Equivalent emf is represented by ${E_{eq}}$
All the internal and external resistances in the circuit are connected in series so the equivalent resistance in series is the sum of all the resistances
${R_{eq}} = {r_1} + {r_2} + R$
Internal resistances are represented by ${r_1}$​ and ${r_2}$
External resistance is represented by $R$
Equivalent resistance is represented by ${R_{eq}}$
Using ohm's law, we find the current flowing in the circuit
${E_{eq}} = i{R_{eq}}$
$i = \dfrac{{{E_{eq}}}}{{{R_{eq}}}} = \dfrac{{{E_1} - {E_2}}}{{{r_1} + {r_2} + R}}$
The terminal potential difference is the difference in potential between the two ends of the terminals of the two cells.

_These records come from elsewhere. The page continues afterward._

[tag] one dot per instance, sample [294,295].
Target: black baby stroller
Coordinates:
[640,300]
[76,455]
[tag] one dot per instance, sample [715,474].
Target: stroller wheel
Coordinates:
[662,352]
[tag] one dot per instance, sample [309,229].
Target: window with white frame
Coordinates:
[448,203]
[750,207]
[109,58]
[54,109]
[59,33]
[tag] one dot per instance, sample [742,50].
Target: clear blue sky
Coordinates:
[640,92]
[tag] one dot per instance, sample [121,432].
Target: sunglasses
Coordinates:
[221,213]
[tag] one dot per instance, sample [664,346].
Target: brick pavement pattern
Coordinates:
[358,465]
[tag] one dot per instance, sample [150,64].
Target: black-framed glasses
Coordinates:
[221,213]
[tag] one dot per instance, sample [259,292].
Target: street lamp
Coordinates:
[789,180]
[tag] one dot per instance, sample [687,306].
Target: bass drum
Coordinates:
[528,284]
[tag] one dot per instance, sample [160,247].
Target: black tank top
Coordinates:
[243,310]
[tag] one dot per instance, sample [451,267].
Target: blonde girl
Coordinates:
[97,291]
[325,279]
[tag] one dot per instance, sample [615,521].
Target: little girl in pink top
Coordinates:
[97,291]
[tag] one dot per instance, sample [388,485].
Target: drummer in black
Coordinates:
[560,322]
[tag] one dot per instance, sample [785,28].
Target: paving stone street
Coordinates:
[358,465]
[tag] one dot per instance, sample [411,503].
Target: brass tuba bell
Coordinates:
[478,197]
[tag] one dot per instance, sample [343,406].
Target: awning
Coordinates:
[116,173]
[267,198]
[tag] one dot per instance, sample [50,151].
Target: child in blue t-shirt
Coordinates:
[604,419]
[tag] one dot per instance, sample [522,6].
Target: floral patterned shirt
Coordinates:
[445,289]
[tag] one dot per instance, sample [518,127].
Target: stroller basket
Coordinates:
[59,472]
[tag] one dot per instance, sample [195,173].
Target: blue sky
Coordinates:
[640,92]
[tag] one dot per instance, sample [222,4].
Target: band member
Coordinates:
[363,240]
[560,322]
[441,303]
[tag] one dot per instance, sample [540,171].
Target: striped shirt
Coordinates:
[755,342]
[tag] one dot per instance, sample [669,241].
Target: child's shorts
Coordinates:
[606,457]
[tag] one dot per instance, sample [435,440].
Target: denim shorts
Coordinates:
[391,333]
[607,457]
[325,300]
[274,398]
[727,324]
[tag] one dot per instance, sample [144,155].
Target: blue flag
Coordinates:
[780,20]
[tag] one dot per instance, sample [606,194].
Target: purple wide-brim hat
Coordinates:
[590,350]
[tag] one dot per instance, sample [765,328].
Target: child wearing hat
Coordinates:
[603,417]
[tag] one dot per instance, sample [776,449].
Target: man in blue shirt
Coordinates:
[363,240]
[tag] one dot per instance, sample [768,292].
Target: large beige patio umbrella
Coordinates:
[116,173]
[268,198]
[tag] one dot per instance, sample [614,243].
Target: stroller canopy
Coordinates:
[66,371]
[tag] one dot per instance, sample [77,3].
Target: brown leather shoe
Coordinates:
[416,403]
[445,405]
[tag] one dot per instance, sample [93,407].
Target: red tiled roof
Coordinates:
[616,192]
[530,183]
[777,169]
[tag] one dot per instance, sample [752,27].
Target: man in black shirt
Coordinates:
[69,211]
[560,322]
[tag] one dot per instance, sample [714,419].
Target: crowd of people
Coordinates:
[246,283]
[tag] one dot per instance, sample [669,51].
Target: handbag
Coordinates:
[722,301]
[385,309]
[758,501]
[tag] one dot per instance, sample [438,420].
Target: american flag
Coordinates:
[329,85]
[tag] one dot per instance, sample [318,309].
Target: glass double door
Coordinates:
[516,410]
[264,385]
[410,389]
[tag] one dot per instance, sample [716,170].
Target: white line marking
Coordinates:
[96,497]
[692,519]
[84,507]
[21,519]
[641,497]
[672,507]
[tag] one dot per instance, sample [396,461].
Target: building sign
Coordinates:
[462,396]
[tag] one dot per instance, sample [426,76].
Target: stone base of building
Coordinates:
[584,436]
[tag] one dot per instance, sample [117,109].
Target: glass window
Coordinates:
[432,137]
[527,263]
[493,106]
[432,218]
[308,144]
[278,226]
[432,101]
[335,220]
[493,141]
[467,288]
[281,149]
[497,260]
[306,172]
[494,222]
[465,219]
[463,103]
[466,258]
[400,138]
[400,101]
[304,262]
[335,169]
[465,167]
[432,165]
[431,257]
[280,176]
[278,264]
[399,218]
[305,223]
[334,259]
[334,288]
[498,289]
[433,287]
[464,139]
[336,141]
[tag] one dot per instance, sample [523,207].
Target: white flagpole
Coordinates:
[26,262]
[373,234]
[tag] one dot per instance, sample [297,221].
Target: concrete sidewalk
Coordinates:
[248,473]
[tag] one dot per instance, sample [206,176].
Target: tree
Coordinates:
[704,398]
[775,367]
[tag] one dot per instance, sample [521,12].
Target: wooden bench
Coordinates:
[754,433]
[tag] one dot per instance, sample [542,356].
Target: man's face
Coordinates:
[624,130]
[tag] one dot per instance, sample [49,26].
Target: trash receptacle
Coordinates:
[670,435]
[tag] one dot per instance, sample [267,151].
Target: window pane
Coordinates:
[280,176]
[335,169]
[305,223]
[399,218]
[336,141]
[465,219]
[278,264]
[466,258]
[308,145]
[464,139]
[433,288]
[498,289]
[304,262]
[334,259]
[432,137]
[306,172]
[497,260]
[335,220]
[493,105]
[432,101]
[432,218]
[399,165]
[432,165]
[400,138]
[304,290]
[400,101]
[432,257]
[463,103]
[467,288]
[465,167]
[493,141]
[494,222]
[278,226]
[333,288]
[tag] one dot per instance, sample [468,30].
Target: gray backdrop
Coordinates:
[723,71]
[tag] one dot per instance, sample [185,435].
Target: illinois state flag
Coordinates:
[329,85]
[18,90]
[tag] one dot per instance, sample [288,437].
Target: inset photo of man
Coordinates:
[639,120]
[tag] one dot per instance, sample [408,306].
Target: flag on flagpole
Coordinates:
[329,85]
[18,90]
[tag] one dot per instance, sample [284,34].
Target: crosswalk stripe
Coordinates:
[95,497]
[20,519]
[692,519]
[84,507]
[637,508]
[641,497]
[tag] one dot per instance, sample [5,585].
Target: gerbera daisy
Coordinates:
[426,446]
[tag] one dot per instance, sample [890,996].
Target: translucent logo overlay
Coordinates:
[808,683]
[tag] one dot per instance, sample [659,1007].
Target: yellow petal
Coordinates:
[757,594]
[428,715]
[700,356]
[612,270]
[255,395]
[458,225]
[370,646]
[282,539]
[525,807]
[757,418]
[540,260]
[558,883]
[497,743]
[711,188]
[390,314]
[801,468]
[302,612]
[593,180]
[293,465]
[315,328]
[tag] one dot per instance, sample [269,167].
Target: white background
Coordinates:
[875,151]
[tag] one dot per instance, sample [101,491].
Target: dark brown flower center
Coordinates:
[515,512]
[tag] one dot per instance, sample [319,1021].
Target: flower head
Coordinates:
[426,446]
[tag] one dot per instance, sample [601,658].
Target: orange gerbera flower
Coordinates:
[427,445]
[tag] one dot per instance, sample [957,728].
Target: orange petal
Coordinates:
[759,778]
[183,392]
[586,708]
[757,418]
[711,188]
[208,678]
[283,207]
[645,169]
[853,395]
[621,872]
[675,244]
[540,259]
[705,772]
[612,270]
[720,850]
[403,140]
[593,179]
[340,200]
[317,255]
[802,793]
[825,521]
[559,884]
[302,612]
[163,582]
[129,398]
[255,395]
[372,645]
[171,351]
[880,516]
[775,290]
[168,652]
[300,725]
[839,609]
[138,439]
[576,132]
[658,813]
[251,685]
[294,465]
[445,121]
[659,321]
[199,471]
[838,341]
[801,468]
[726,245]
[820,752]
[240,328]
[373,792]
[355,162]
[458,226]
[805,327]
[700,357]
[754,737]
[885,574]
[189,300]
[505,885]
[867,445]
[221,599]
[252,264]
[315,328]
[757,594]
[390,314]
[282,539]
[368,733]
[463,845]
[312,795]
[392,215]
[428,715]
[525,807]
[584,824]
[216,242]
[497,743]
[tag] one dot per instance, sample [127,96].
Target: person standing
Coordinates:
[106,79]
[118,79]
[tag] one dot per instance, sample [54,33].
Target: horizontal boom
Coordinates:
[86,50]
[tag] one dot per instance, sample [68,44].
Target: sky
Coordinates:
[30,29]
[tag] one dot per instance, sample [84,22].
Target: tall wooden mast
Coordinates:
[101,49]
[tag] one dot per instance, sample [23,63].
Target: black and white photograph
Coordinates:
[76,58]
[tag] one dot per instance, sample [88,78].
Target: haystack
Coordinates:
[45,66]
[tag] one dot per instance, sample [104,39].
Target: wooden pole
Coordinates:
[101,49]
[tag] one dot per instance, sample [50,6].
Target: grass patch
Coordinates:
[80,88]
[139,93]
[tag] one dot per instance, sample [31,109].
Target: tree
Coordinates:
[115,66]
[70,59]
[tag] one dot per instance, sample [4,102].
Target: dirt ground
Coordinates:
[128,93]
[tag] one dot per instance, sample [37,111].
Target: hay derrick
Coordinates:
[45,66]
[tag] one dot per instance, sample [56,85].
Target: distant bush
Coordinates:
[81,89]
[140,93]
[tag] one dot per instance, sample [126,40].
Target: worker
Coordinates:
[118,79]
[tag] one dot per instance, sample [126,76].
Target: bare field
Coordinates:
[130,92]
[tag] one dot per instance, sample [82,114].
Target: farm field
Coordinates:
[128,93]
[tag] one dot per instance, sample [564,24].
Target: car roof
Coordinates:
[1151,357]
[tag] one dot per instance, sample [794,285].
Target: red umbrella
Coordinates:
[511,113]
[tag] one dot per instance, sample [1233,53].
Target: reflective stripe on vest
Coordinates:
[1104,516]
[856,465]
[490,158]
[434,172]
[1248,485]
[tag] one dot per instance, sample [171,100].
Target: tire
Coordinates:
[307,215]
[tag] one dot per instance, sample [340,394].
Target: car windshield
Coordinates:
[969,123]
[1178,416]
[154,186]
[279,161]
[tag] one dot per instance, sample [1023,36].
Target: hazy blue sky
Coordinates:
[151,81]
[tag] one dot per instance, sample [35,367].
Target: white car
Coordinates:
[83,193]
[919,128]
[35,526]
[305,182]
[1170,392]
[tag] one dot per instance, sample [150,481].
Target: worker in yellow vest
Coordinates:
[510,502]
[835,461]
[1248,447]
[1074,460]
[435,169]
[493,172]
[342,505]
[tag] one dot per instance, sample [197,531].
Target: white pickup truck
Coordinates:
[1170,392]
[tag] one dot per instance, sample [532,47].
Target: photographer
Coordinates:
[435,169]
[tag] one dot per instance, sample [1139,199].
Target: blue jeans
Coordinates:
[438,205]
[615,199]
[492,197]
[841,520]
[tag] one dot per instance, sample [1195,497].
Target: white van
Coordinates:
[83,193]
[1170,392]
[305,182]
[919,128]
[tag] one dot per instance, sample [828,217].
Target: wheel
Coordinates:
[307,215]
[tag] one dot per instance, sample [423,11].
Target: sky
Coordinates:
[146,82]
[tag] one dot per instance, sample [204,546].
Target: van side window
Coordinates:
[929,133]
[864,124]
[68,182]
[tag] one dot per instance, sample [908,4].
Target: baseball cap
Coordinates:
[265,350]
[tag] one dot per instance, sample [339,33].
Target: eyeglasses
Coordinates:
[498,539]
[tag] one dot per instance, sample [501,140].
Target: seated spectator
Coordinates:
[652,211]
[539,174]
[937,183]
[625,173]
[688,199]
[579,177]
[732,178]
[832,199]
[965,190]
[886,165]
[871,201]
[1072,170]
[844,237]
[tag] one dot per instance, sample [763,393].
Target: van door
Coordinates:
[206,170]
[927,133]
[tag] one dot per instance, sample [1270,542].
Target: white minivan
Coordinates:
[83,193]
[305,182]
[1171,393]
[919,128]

We find this by using ohm's law again but taking only external resistance. Because only external resistance is present between the two terminals when current flows from one terminal end to the other.
$V = iR$
$V = \dfrac{{{E_1} - {E_2}}}{{{r_1} + {r_2} + R}} \times R$
The terminal potential difference is $V = \dfrac{{{E_1} - {E_2}}}{{{r_1} + {r_2} + R}} \times R.$

Hence option (D), $V = \dfrac{{{E_1} - {E_2}}}{{{r_1} + {r_2} + R}} \times R$ is the correct answer.

Note: While finding the current in the circuit we also consider the internal resistances for finding equivalent resistance this is because the current flows through the cells and the circuit. Whereas when we find the potential difference between terminals we take only external resistance as the path between the two terminals of both the cells together has only external resistance.